Une petite contribution ?

Chroniques concerts
08
Jui
2020

L’Humain n’aurait jamais dû décider de quantifier quoi que ce soit, à commencer par le temps…

Putain, la dernière sortie datant tout de même du 23 février 1, on n’ose compter les jours de peur de s’évanouir de…rage. Mais bon, fallait bien que la Nature botte le cul d’une espèce qui ne pourrait pas se sentir plus supérieure alors qu’elle n’est en réalité qu’un petit rouage infime d’un grand Tout, qu’un insecte hautain qui méritait bien son coup de tapette sur le coin de la gueule… Et quel silence s’ensuivit, quel enfermement !

Et même si de notre côté on est toujours très content de ne voir personne et de rester dedans pour travailler encore et plus, mener à bien des projets (comme soutenir les copains avec Akhatizine qui sortira bientôt en papier, quand il sera complet), on avoue sans honte le manque terrible, bien pire que celui du tabac et de l’alcool qui ont disparu du programme quotidien : la musique live. Alors le sang ne fit qu’un tour quand on sut que la Place rouvrait, certes sous conditions, et qu’en plus nos vieilles connaissances des PALAVAS SURFERS 2 sonneraient le tocsin du retour ! « We’re back, we’re alive ! » qu’y disaient!

Et même si à l’arrivée on se sent comme tous ces jeunes cons que nous avons tous été, ceux qui arrivent à l'école cartable sur le dos, un cartable mal réglé qui impose une drôle de touche à l’allure, avec ces chaussures parfois trop petites ou trop dures, toutes ces bizarres odeurs de neuf et ces appréhensions (la veille, putain de rêve, celle d'être arrivé dans la cour avec des putains de charentaises aux pieds !), tout ça disparaît quand la gueule des copains apparaît ça et là, toujours les mêmes, les fidèles, alors on fait tomber des bif’ dans la caisse pour la bonne cause, on se fait des Palavas bravas et des olives avec le Perrier (où est mon Pulco putain Mickey ?!) et on emmerde rudement les nuages gonflés de pluie.

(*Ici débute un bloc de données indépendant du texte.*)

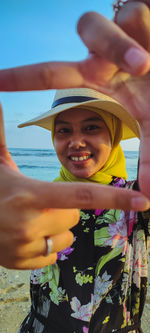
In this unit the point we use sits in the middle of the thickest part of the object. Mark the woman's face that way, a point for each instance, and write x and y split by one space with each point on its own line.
82 141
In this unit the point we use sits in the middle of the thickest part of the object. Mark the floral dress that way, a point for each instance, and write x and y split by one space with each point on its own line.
99 284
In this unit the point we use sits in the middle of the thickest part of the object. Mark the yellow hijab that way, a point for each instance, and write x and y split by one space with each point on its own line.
115 165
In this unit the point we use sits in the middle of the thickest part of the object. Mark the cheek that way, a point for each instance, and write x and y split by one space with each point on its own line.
58 146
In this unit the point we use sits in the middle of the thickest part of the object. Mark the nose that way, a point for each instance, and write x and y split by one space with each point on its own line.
76 142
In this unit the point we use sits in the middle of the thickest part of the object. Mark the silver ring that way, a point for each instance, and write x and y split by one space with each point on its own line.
49 245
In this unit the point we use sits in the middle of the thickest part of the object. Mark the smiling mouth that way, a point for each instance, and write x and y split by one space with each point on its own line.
80 158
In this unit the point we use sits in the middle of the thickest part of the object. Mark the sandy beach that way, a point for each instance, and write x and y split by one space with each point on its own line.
15 300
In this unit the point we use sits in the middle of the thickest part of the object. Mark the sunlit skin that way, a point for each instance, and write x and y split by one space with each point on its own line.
82 141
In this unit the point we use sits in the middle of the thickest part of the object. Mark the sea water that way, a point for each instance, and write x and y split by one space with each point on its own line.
43 164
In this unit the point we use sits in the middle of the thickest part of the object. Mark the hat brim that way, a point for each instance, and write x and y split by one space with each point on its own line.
130 127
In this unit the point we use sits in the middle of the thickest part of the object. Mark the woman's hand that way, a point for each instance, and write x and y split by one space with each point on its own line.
32 210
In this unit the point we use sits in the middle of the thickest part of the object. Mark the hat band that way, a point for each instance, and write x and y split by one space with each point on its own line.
72 99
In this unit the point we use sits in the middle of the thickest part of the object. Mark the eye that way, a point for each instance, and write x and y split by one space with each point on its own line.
62 130
92 127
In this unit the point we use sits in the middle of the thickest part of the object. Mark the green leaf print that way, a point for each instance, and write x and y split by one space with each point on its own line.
112 216
84 216
104 259
100 236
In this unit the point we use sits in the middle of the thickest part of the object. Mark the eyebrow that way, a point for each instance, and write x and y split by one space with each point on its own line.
62 122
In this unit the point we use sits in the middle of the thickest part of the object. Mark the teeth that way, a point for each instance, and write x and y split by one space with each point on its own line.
82 158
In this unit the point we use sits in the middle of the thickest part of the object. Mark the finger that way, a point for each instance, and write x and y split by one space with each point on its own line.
88 196
108 41
52 75
39 246
2 130
147 2
134 19
144 165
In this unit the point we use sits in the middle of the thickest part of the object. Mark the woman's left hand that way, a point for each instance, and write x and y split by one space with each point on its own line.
118 65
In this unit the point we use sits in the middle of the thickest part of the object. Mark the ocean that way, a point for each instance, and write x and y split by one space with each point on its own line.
43 164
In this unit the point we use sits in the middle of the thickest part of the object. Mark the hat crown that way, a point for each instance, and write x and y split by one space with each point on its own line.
86 92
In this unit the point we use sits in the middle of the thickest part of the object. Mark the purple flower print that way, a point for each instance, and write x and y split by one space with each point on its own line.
98 211
62 255
119 182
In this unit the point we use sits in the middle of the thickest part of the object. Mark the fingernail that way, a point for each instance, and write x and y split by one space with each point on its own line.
140 203
135 57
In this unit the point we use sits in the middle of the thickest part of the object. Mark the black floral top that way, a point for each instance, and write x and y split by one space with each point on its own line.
98 285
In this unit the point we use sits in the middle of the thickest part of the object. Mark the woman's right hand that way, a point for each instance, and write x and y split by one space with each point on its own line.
32 210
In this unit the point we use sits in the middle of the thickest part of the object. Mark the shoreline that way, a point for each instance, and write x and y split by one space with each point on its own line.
15 300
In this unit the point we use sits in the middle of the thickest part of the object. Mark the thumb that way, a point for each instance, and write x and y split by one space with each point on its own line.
2 131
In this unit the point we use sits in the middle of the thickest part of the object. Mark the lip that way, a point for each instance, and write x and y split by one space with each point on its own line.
78 155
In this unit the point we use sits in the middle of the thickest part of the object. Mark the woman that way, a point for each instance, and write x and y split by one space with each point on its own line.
99 283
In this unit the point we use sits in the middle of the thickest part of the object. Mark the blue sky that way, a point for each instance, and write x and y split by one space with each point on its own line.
38 31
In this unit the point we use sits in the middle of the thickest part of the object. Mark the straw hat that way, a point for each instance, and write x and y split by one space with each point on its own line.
74 98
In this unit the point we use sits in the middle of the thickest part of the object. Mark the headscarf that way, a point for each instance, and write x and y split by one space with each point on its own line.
114 166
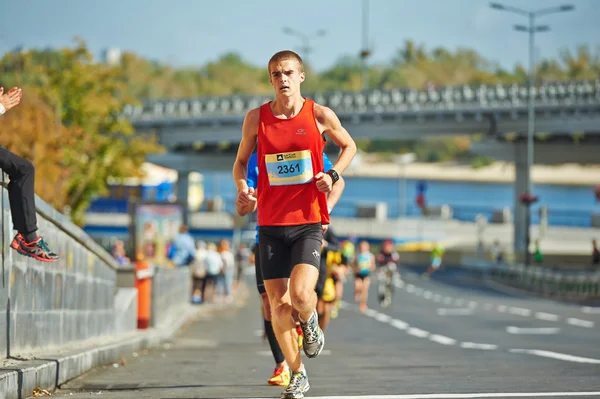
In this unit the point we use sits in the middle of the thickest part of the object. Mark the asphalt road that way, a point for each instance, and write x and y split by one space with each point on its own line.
449 337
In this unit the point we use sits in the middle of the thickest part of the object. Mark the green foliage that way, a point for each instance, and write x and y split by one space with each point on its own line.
80 100
88 98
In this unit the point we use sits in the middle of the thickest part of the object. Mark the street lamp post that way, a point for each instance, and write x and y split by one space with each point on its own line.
306 48
403 160
365 52
531 29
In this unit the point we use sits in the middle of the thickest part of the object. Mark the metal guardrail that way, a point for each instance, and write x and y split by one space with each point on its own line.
463 98
543 281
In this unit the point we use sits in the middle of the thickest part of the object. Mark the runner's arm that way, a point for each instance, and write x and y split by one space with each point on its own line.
246 201
328 120
249 135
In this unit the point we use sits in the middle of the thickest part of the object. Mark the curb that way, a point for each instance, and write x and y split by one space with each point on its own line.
52 371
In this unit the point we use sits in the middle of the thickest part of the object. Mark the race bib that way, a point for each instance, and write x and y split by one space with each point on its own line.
289 168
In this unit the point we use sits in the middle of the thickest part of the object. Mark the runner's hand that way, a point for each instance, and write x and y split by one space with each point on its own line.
324 182
246 201
11 98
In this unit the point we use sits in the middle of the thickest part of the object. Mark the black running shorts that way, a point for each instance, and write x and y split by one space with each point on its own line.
260 284
320 288
283 247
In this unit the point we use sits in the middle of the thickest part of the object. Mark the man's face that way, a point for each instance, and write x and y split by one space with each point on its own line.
285 77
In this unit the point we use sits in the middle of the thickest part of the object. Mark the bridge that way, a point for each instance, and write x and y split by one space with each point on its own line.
391 114
203 133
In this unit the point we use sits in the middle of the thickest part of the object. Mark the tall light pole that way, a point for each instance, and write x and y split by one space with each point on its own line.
531 29
365 51
306 48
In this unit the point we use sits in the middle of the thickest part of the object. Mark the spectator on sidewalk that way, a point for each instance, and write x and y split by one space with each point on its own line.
184 248
21 193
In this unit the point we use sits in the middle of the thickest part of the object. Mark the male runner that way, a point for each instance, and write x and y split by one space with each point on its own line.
291 203
281 374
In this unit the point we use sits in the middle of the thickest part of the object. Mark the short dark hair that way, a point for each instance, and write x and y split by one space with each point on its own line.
284 56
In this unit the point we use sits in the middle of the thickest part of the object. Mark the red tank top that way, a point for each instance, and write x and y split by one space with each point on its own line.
289 156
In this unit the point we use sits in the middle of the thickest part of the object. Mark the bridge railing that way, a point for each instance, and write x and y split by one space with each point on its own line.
582 284
446 98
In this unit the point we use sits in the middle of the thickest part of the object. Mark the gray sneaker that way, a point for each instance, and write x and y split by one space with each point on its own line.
314 339
298 386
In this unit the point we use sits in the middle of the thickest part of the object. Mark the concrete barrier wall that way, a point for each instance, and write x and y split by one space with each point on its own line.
86 294
54 304
171 287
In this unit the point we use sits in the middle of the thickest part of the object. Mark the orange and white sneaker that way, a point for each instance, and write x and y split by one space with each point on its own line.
280 377
300 336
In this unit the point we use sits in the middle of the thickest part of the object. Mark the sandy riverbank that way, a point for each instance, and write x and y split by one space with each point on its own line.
499 172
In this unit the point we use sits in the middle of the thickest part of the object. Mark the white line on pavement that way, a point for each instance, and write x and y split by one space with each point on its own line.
454 311
382 317
580 323
440 339
519 311
474 345
417 332
546 316
532 331
556 355
590 310
399 324
463 395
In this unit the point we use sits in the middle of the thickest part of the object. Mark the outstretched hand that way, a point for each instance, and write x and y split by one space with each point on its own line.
10 98
246 201
324 182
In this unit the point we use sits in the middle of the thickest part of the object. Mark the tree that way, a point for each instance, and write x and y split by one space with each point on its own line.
31 131
88 97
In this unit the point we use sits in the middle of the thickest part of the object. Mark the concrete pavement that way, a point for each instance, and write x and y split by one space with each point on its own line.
446 336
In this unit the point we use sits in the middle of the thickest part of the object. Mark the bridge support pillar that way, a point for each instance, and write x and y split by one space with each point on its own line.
521 185
183 189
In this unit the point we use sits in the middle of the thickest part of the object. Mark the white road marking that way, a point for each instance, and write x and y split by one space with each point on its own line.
590 310
440 339
474 345
532 331
399 324
580 323
519 311
459 302
454 311
556 355
417 332
382 317
462 395
546 316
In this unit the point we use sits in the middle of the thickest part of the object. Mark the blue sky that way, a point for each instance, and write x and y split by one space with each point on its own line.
192 32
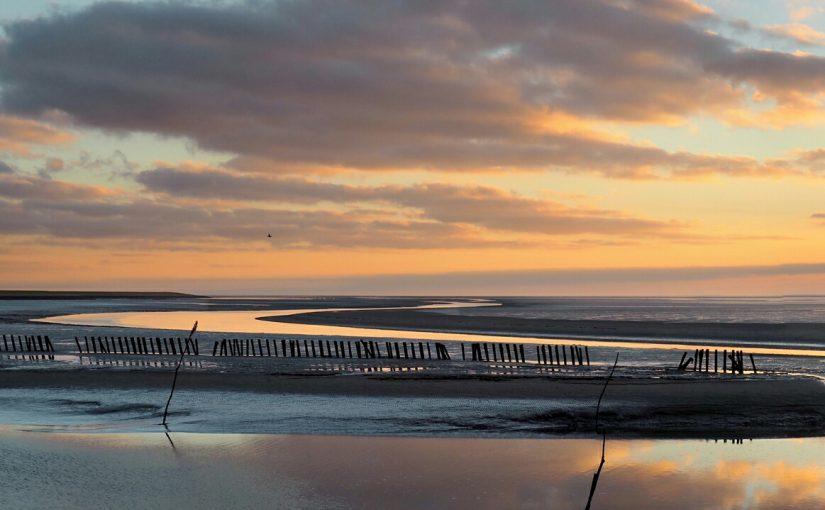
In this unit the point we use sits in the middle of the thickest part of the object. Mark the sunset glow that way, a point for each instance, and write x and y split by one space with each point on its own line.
598 147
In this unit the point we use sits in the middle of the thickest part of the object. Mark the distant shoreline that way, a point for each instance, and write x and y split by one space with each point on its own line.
72 294
597 329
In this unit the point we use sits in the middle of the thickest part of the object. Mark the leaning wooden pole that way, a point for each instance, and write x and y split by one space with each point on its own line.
175 378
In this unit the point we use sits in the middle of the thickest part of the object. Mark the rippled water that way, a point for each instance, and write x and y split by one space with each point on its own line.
701 309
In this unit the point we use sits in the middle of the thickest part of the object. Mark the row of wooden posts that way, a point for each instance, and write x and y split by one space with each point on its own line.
544 353
27 343
136 345
359 349
700 356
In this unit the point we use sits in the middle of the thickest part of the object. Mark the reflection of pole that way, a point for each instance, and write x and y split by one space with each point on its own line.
596 476
175 378
610 376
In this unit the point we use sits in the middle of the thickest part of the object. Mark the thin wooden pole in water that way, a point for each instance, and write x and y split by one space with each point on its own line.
601 395
175 378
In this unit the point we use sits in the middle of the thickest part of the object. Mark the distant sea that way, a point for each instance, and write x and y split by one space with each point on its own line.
670 309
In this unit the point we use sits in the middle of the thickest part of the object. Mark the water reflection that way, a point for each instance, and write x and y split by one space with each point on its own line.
246 471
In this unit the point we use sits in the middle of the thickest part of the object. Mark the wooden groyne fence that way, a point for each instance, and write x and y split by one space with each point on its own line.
552 355
702 357
136 345
28 344
546 354
371 349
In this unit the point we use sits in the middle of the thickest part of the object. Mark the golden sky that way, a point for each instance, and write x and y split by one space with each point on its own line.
567 147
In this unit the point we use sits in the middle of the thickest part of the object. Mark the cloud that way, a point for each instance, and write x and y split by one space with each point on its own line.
480 206
438 85
18 134
799 32
19 187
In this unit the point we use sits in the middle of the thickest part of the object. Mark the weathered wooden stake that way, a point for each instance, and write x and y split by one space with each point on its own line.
175 378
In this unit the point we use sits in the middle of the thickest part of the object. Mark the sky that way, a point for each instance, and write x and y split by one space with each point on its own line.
571 147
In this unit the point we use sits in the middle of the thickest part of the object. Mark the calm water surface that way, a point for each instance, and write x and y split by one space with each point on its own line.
41 470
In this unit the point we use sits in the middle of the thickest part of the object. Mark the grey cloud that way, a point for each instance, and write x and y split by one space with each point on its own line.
152 222
440 85
482 206
15 187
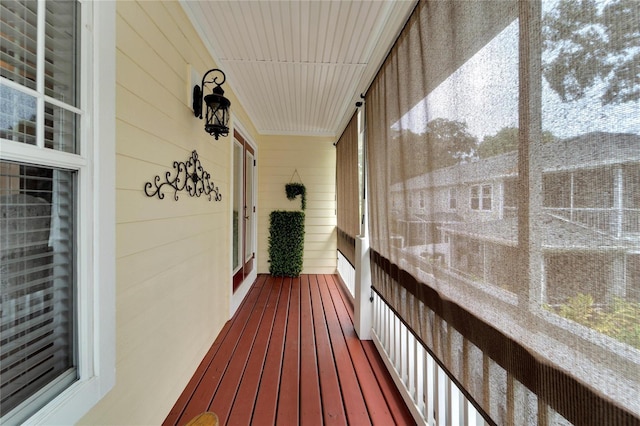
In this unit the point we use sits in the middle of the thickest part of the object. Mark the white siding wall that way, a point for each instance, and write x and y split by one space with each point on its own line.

Et ceux-ci craquent bien sûr, juste pour faire chier, mais le rock n’est maintenant plus à ça près, et les gars montent sur scène, enfin un peu d'oxygène décibélique, même filtré au masque, cette petite scène extérieure comme il fut un temps est parfaite pour le redémarrage et une petite heure de punk la fleur au fuzzy n’est pas pour déplaire, on dérouille les membres, les cervicales surtout, et tant pis si d’autres préfèrent les parasols, on est devant, comme souvent, et on prend nos photos même si la concurrence se bouscule, on veut tous montrer que ce qui nous unit est en vie, le répertoire des SURFERS n’a de plus jamais aussi bien sonné qu’avec cette formation, et ce porte-voix en chemise sait mettre l’ambiance pendant que les musiciens tissent leur toile, l’ambiance est tellement « love » que les pigeons baisent sur le toit (very dick !) et si ça finit tôt, c’est comme pour les bonnes liqueurs (soupir…), c’est en petite quantité qu’on en savoure le goût.

Une putain de bonne soirée à la maison, jeudi c’est INJURY TIME, et si quelqu’un passe par Béziers, on lui dira peut-être même merci d’embarquer à son bord l’atrabilaire ambigu de ces dames, vot’pote Gédéon.

1 voir GLI STRONZI [Ita] + MERCREDI [Fra] + RAW SIGNAL [Fra] à Montpellier, C. A. S. A. le 22/02/20.